Kathmandu, November 12. In the run-up to Indian Prime Minister Narendra Modi’s visit to the United Kingdom, British-Gurkha Army Ex-Servicemen’s Organisation (BGAESO) has appealed to the host country’s Prime Minister, David Cameron, to press for an end to the blockade that India has been imposing against an earthquake-ravaged Nepal after the country’s popularly-elected Constituent Assembly promulgated a constitution on August 20, 2015.
The Indian government has been seeking amendment to the just-promulgated constitution to address concerns of United Democratic Madheshi Front leaders, BGAESO President Padma Sundar Limbu, General Secretary Chhiring Sherpa, International Department Chief Uttam Prasad stated in a press release. .
BGAESO pointed that the UDMF demand to carve out a separate Tarai-Madhesh province by dissociating itself from the hills and the Himalayas will make Nepal Madhesh-locked. The retired service personnel’s organisation pointed that Clause 10 of the 1950’s Koshi Barrage Agreement has limited Nepal’s water sovereignty to Koshi. It said removal of this clause will free Nepal from the landlocked status.
The demand for a separate Madhesh Province is an Indian strategy to retain Indian domination in Nepal and grab Nepal’s water resources, the organisation said.

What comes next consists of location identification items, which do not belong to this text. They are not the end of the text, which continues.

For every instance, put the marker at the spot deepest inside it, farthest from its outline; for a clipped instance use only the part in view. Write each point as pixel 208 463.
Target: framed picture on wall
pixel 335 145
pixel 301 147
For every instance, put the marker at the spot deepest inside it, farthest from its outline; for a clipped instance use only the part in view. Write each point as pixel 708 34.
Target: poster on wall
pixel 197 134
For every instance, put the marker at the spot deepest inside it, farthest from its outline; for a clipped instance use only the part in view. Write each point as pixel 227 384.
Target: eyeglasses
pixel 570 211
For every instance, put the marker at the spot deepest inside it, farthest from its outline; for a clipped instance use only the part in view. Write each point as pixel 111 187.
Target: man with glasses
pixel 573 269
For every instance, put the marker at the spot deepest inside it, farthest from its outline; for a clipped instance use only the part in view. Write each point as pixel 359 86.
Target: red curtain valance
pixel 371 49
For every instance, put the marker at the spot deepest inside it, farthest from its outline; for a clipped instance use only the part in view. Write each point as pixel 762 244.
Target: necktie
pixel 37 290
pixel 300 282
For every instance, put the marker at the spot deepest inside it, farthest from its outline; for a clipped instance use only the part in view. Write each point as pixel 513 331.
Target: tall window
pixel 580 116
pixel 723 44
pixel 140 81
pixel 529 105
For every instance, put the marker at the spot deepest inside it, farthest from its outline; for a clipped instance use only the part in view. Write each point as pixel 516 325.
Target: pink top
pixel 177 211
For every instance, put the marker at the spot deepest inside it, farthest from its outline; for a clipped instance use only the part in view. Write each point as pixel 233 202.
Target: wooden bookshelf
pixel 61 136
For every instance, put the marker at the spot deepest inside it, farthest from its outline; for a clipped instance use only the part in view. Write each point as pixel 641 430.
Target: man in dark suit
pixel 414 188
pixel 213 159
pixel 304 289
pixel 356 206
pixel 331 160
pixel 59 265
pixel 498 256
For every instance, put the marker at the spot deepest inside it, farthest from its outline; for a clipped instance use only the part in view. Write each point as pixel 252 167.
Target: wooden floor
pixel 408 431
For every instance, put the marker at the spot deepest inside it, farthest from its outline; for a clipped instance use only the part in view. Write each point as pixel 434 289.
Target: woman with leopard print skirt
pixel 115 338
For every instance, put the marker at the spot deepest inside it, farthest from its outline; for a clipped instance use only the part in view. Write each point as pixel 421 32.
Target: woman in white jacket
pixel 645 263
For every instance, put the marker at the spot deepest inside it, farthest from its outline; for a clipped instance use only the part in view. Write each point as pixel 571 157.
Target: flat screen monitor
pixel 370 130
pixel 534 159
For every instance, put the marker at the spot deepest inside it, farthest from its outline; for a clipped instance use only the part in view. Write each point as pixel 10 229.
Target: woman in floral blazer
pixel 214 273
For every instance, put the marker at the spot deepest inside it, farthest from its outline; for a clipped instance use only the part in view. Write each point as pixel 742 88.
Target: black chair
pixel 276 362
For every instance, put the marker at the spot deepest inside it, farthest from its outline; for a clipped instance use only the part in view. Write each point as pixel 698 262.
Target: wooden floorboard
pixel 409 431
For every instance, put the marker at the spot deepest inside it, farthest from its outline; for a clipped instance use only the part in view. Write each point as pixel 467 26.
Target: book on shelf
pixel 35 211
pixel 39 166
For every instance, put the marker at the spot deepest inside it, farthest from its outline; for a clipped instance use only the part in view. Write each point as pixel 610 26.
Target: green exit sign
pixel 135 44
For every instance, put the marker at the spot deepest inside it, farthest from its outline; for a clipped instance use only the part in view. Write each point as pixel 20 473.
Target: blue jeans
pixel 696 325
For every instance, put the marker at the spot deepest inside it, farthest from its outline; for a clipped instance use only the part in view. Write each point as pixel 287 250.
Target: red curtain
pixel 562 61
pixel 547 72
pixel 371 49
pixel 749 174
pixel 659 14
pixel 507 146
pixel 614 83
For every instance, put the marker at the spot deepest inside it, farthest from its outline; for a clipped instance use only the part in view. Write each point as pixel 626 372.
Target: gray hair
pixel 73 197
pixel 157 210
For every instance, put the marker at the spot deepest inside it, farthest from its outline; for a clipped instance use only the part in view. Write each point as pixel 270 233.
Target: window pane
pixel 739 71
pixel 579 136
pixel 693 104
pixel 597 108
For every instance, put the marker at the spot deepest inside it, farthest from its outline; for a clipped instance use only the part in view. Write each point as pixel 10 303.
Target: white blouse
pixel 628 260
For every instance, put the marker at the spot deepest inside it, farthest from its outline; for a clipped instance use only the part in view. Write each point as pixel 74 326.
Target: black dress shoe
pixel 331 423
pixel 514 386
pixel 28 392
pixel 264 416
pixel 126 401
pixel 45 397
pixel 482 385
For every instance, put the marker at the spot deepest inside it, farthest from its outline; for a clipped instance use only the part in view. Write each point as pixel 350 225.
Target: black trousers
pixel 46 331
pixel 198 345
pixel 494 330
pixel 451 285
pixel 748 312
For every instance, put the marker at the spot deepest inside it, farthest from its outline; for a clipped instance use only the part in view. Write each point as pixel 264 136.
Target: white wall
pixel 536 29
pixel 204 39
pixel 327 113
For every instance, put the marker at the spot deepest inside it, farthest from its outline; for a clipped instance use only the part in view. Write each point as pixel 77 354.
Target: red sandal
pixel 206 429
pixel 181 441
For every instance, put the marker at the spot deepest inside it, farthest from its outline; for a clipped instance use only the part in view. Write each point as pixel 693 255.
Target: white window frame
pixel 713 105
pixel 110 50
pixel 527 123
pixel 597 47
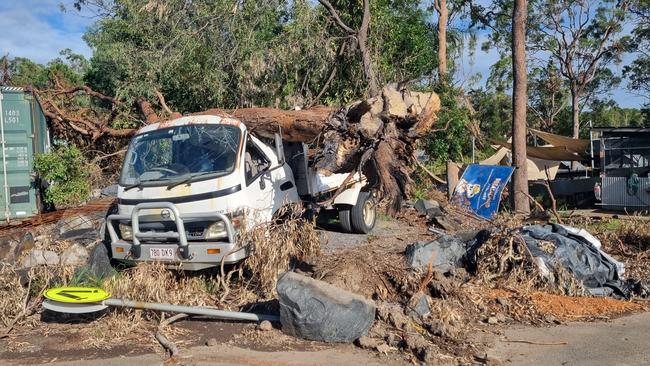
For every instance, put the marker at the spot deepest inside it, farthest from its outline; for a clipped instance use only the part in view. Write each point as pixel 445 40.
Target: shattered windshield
pixel 181 153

It said the demand may create a situation not different from Sikkimisation, Fijiisation and Crimea (assimilated into Russia through popular referendum).

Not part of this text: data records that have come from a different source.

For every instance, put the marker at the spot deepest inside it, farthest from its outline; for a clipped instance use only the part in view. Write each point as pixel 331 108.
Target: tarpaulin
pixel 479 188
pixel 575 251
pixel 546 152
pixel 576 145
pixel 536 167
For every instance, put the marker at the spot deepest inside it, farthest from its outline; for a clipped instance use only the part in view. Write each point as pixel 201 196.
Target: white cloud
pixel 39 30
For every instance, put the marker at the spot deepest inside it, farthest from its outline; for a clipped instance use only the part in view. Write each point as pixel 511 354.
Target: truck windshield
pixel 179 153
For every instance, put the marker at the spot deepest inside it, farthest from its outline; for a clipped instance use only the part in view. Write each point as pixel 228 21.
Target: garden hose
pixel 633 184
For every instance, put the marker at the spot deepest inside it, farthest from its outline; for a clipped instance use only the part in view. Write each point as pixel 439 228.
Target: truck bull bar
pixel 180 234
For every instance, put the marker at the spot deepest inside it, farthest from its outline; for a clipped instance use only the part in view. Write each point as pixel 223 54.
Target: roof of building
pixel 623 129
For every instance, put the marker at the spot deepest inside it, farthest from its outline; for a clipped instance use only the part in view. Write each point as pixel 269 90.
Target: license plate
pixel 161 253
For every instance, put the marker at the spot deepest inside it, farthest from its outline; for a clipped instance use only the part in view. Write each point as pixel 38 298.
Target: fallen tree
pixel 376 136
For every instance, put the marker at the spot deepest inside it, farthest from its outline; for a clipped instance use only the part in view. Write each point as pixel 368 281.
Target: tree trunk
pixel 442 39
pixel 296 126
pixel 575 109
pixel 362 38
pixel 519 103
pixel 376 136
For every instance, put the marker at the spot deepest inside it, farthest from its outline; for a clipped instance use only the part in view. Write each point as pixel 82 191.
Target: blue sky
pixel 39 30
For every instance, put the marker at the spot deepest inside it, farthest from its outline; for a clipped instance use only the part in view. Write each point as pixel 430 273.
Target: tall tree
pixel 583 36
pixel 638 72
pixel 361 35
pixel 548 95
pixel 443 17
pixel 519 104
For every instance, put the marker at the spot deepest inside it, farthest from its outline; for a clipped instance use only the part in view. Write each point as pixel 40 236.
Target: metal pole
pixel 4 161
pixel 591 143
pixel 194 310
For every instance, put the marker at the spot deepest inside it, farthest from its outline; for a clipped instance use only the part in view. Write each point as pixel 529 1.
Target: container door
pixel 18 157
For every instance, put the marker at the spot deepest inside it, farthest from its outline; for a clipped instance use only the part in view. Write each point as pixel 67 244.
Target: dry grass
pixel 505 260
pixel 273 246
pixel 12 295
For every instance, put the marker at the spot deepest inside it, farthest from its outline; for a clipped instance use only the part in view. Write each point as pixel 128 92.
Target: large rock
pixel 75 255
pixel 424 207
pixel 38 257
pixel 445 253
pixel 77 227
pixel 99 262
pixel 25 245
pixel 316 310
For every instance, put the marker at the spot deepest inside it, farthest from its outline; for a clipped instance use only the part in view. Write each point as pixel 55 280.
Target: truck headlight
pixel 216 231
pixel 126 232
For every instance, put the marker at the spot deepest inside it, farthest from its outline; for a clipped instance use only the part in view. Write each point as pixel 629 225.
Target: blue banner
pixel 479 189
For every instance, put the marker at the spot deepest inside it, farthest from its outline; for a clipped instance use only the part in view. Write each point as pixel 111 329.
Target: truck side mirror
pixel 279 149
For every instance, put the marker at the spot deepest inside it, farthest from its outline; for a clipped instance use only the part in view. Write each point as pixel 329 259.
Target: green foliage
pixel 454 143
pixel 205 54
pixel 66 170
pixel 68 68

India has been letting protesters use the no-man’s-land and its territories bordering Nepal to pelt stones and hurl petrol bombs targeting public and private properties, the press release states.
It pointed that Indian government’s claims that Nepali territories adjoining the border are unsafe for movement of people and transportation are untrue, pointing that there are obstructions only on a few customs points along the 1,800-km-long border.
Because of the shortage of petroleum products resulting from the blockade, traffic movement has come to a halt. The shortage of foodstuffs and medicine is giving rise to grave humanitarian crises in a country trying to recover from the devastating earthquake of April, 2015 (the April 25 and May 12 quakes killed around 10,000 people, injured thousands, rendered thousands homeless and cause infrastructure losses worth around 800 billion).
The blockade has forced Nepal to seek alternative trade and transit routes that pass through remote Himalayan regions, it said, adding that the national economy is bleeding with trade and commerce coming to a complete halt.